Once you’re married, you’re married forever. Therefore it’s best to take your time, and to really be sure that this relationship is going to last forever. Seven months in, you’re still really in the “honeymoon” stages.
Like I can talk, we got engaged after 13 months, it’s not like we waited years, but we didn’t rush into the wedding, we took another two years before we got married.

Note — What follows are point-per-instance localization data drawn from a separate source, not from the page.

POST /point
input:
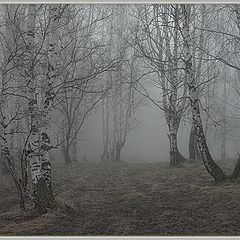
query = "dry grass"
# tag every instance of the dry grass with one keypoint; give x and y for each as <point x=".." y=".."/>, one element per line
<point x="129" y="199"/>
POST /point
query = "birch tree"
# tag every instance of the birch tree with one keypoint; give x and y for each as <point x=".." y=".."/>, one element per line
<point x="159" y="44"/>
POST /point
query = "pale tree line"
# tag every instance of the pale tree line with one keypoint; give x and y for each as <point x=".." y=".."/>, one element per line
<point x="60" y="63"/>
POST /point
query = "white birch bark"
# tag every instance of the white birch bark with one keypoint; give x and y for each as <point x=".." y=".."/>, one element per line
<point x="33" y="108"/>
<point x="52" y="74"/>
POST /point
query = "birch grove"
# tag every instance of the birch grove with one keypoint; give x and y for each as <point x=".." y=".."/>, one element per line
<point x="62" y="65"/>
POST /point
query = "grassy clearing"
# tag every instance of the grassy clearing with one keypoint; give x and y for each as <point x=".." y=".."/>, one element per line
<point x="129" y="199"/>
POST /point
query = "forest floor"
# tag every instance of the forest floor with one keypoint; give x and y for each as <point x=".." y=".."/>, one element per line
<point x="129" y="199"/>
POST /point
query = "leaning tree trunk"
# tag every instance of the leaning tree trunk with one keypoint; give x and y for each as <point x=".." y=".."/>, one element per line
<point x="33" y="108"/>
<point x="44" y="185"/>
<point x="214" y="170"/>
<point x="193" y="146"/>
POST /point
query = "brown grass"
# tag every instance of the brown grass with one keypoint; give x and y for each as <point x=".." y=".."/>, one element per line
<point x="128" y="199"/>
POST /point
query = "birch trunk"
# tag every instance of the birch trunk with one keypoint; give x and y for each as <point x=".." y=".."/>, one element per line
<point x="33" y="109"/>
<point x="45" y="183"/>
<point x="209" y="164"/>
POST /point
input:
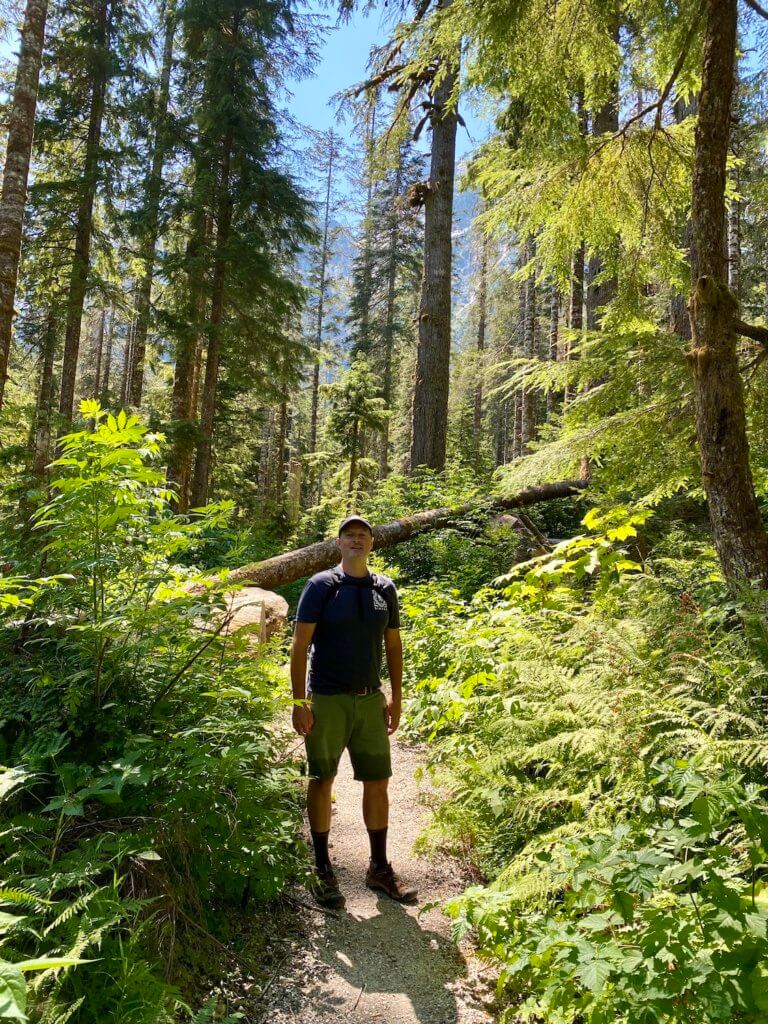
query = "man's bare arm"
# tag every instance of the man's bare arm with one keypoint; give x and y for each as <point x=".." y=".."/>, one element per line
<point x="393" y="651"/>
<point x="302" y="714"/>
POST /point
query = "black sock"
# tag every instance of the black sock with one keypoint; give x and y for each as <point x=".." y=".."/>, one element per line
<point x="320" y="842"/>
<point x="378" y="839"/>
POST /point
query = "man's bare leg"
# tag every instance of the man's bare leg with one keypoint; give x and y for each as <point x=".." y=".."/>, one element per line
<point x="318" y="804"/>
<point x="376" y="814"/>
<point x="318" y="811"/>
<point x="376" y="804"/>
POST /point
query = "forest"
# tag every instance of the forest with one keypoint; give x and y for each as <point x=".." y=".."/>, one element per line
<point x="512" y="307"/>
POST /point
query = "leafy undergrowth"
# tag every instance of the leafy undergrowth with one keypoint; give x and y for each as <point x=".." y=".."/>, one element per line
<point x="143" y="798"/>
<point x="600" y="726"/>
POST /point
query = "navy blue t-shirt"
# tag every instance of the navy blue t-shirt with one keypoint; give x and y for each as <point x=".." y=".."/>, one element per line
<point x="346" y="647"/>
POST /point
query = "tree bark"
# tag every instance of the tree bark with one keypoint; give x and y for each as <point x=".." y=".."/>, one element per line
<point x="84" y="227"/>
<point x="104" y="391"/>
<point x="721" y="425"/>
<point x="480" y="345"/>
<point x="554" y="325"/>
<point x="429" y="431"/>
<point x="604" y="122"/>
<point x="16" y="170"/>
<point x="386" y="390"/>
<point x="321" y="302"/>
<point x="576" y="308"/>
<point x="679" y="317"/>
<point x="43" y="412"/>
<point x="202" y="474"/>
<point x="527" y="395"/>
<point x="304" y="561"/>
<point x="99" y="352"/>
<point x="153" y="189"/>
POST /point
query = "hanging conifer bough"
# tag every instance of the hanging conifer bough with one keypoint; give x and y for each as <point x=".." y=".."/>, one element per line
<point x="721" y="423"/>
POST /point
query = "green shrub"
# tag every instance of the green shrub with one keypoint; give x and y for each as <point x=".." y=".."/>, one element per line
<point x="142" y="790"/>
<point x="599" y="728"/>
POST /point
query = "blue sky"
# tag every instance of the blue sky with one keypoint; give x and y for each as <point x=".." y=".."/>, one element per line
<point x="343" y="62"/>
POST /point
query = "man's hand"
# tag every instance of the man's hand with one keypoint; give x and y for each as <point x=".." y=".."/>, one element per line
<point x="303" y="720"/>
<point x="392" y="716"/>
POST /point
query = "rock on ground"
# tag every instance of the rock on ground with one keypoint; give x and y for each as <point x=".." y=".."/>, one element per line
<point x="260" y="611"/>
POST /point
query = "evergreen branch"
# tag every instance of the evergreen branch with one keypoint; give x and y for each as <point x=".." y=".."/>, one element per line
<point x="754" y="331"/>
<point x="664" y="95"/>
<point x="757" y="8"/>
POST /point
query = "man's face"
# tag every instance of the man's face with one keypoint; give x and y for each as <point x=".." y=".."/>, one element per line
<point x="355" y="541"/>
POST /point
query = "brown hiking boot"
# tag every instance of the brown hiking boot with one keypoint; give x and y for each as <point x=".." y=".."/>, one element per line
<point x="326" y="888"/>
<point x="384" y="880"/>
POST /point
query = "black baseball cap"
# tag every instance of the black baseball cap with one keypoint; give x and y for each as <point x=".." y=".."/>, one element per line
<point x="354" y="518"/>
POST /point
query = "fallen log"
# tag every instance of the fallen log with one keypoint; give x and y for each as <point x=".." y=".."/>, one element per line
<point x="304" y="561"/>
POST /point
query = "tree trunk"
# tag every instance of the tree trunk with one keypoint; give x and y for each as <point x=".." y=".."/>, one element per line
<point x="368" y="281"/>
<point x="527" y="396"/>
<point x="554" y="324"/>
<point x="321" y="303"/>
<point x="480" y="346"/>
<point x="386" y="390"/>
<point x="734" y="241"/>
<point x="104" y="392"/>
<point x="153" y="188"/>
<point x="352" y="463"/>
<point x="84" y="227"/>
<point x="202" y="474"/>
<point x="576" y="310"/>
<point x="182" y="409"/>
<point x="679" y="317"/>
<point x="127" y="356"/>
<point x="303" y="562"/>
<point x="605" y="122"/>
<point x="16" y="170"/>
<point x="44" y="410"/>
<point x="99" y="352"/>
<point x="721" y="427"/>
<point x="429" y="431"/>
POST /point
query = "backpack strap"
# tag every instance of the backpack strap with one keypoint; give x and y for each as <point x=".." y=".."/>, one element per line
<point x="338" y="581"/>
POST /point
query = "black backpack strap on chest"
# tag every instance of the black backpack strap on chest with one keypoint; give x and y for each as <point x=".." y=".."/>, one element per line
<point x="340" y="581"/>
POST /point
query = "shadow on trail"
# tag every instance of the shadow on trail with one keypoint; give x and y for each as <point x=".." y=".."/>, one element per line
<point x="389" y="955"/>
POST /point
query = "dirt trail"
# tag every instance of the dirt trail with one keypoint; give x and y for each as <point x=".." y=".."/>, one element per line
<point x="377" y="961"/>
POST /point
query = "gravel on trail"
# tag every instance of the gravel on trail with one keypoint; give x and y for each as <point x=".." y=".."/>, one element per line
<point x="377" y="961"/>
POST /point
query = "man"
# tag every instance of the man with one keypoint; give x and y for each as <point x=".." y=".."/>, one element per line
<point x="344" y="614"/>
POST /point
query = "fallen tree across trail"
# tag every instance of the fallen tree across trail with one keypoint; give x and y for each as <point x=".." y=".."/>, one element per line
<point x="304" y="561"/>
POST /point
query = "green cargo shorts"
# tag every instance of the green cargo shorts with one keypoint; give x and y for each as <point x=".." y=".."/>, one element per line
<point x="354" y="722"/>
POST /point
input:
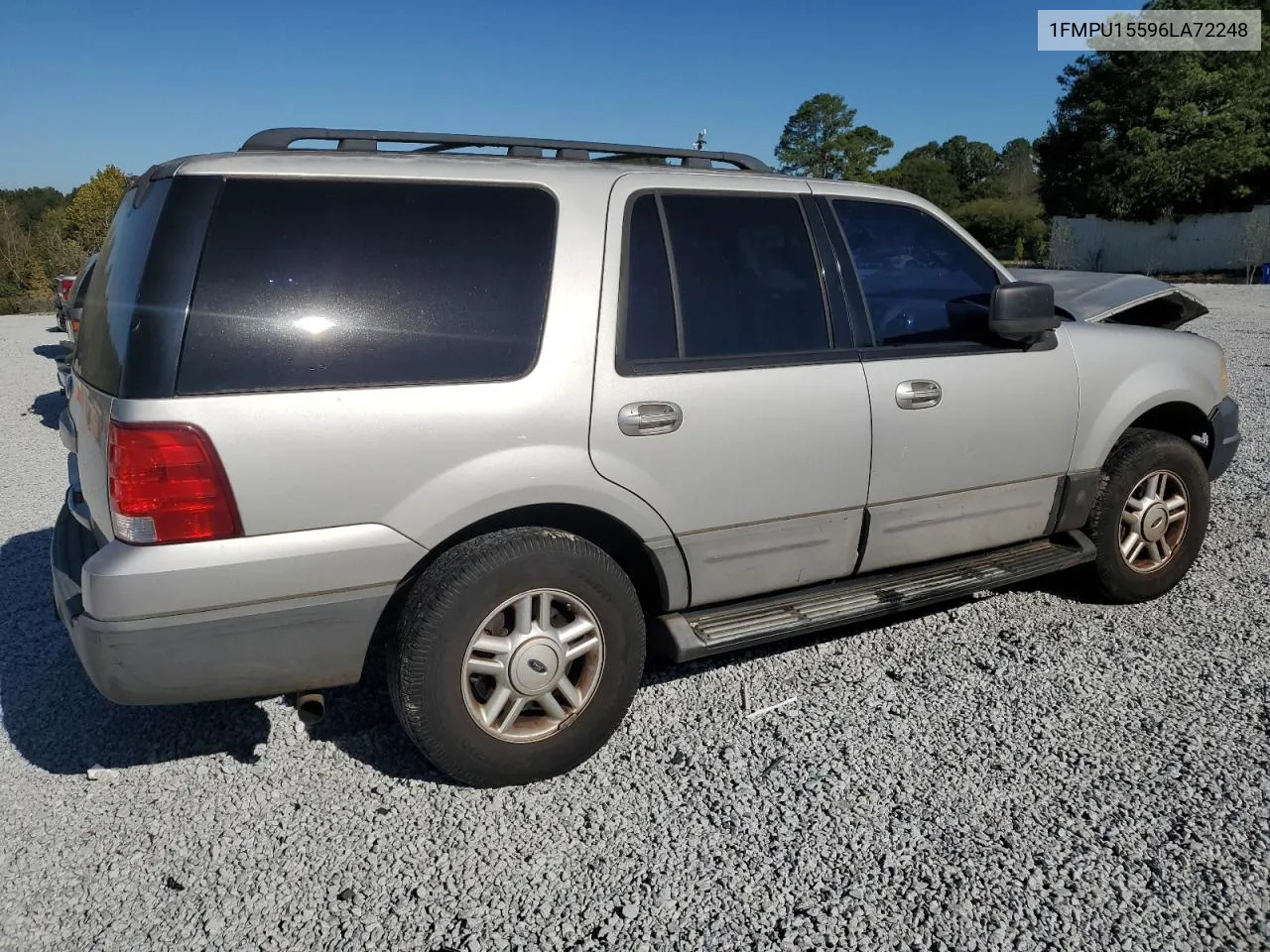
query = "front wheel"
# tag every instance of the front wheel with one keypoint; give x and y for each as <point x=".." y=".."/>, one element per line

Anyway, we are a few years older which makes a difference. At 18, your personality isn’t set in stone, and you might find the next couple of years make a big difference to you as a person. At the end of that time, you might not even have anything in common with your girlfriend - or, you might find yourself loving her more everyday. All I know is, at 20 I was totally different in personality compared to when I was 18. I actually dropped most of my friends in that time because my values and attitudes changed so much that I found that not only did I have nothing in common with them, but that I didn’t like them at all. By the time I was 22, I was living a completely different life, with different friends, different values. What I’m saying here is, don’t get engaged too young! You don’t know what changes the next couple of years will bring.
Engagements can be as long or short as you like. We were engaged two years, which some people considering ridiculously long and others thought was way too short. I know a couple who’ve been engaged 5 years and show no signs of making it to the altar any time soon. Many people seem to wait this long and longer - weddings can be so expensive, it often takes years to save for them. I’ve known more people who have long engagements than short ones, which fits well into my observation that more religious people tend to have shorter engagements (I don’t know that many religious people). One of those couples took only 6 months between meeting and marrying. I personally thought that was ridiculous, but the girl’s parents were ecstatic. Another couple that I don’t really know have just married after a two week long engagement. The guy’s ex-fiancee is confused, because when she saw him in February he wasn’t dating the woman he’s now married to. I rolled my eyes when my cousin told me off for marrying a man I’d known “only three years”. He has a daughter with a woman who he’d known for “only one night”. Also, while he thinks marriage is too big a commitment to rush into with his girlfriend of 5 years, they are actively trying for a baby. I take his opinions lightly.
Keep these things in mind
- It’s unlikely that you’ve finished growing and maturing, and the next couple of years could make a significant difference to your personality. Don’t tie yourself down at 18.
- A broken relationship is hard. A broken engagement is harder. A broken marriage is the worst of all.
- Forever is a long time. There’s no need to rush forever.
- Your engagement can be as long or short as you want it to be. You can have a 10 year long engagement, or you can spontaniously get engaged on your way to Vegas and be married before the day is out. No matter what you do, someone somewhere will think your engagement was too short, and someone else will think it was too long, so do whatever pleases you and learn to ignore everyone else.
- Marriage doesn’t really change anything. I lived with Mr Cazzle before we were married, and we spent our wedding night in our own home. I still had to wash his dirty dishes in the morning. The biggest adjustment - I’m still getting used to a new surname. That is all. Marriage is a huge big deal, but once the ceremony is over - life just goes back to normal. I’m not saying marriage is bad! I’m just saying - it’s not that different to just living together.
I’ll leave you with something that you may find funny or just silly… Mr Cazzle and I had discussed getting married, but hadn’t become engaged yet. However, he would (almost daily) ask me “Will you marry me?” and I would say “Yes!” or “Maybe…”, and he would say “Just checking”. It was a great fun game One day he said “Will you marry me?” and I said “Sure…” (I was half asleep) and he said “That time was for real”. That’s how we became engaged So much for my dreams of a candlelit dinner and wine and romance, but at least it was the man I’d dreamed of.